Whew! She does have sense! Sometimes, when you’re the parent of a teenager, you wonder if they have sense, and sometimes, you wonder if you’ve lost your mind.

So all that curfew talk led to more questions from her. She is rapidly approaching driving age. She asked what would happen to her if she misses curfew when she can drive.

I explained to her that I would rather have her get home a couple of minutes late than drive too fast trying to get home. She has been in the car with me three times when a teenager in our neighborhood nearly ran us off the road trying to make it home in time for her curfew. (For the record, if you’re reading this, the teenager is not yours.) I told her that the best case scenario would be for her to call me if she is going to be late, and of course, she asked, “What if I’m driving?” I told her she should know before she leaves somewhere if she is going to be late, but if she finds herself stuck in traffic, it’s OK to use voice text and let me know, but do not pick up the phone.

We discussed the fact that curfew isn’t just to make her come home; it’s also a way for me to know she is safe. If she doesn’t make curfew, I will start worrying, and we might need to start looking for her…not because we don’t trust her, but because something might have happened.

In addition, I explained to her that if she frivolously or repeatedly misses curfew or breaks other rules along the way, the gravy train stops. She will stop getting to do things she wants. She will stop getting things she wants. She will stop having so much freedom. We don’t reward bad behavior. As long as she follows our rules, she will continue to have “privileges.”

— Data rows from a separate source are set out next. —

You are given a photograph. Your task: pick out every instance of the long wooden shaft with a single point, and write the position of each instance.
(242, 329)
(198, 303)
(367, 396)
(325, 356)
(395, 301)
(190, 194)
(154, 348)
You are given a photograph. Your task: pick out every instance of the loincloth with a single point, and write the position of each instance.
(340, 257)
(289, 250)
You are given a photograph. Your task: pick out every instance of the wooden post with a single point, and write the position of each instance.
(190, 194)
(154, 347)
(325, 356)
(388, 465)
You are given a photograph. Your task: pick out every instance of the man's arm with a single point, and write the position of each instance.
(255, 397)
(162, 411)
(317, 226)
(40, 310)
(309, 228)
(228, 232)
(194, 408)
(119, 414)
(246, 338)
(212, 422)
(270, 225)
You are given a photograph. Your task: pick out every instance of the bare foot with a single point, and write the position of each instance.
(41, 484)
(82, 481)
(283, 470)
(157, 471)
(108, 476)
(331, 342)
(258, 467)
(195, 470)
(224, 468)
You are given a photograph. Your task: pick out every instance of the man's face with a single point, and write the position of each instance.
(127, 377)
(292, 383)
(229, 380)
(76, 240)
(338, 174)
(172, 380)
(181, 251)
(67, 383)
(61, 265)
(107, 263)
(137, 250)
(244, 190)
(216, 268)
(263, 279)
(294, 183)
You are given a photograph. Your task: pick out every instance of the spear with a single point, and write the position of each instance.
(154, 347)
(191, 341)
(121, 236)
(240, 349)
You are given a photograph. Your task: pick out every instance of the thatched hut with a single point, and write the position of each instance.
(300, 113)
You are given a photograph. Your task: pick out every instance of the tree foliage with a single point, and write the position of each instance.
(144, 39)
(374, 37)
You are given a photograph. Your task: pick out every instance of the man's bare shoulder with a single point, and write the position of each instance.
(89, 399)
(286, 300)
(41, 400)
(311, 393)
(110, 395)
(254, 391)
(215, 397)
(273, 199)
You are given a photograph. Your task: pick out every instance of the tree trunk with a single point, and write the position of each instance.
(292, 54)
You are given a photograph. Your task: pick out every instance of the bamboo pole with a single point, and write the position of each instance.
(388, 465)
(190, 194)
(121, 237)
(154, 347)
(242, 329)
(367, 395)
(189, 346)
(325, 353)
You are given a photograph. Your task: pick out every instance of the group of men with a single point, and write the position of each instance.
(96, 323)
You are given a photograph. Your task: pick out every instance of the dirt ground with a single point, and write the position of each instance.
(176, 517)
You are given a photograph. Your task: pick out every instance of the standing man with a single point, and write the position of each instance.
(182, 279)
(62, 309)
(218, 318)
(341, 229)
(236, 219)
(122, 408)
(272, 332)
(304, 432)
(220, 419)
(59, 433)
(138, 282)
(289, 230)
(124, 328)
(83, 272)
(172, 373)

Oh my gosh…I am my mother.

It made me think of when I was a teenager back in the 80s. Good times. Back then, we didn’t have cell phones, so our parents didn’t always know where we were, and they couldn’t always get in touch with us. Back then, if I were going to be late, I had to call my parents from a pay phone and let them know. I’d be hard pressed to find a pay phone now!

My little exchange with my daughter about curfew didn’t turn into a lecture or argument. It was simply a conversation outlining expectations. It is a conversation we will have many times before she goes off to college, and frankly, I’m glad we’re talking about it now.

Maybe that Travis Scott Astroworld concert was a good thing…a good opportunity for the two of us to talk about expectations. And she even texted me from the concert, sending me video clips and saying how much I would have enjoyed it. Seriously, it looked pretty tame. And for the record, they were home a little after 11:00.

Thanks, Travis Scott. Who thought I’d ever say that?!?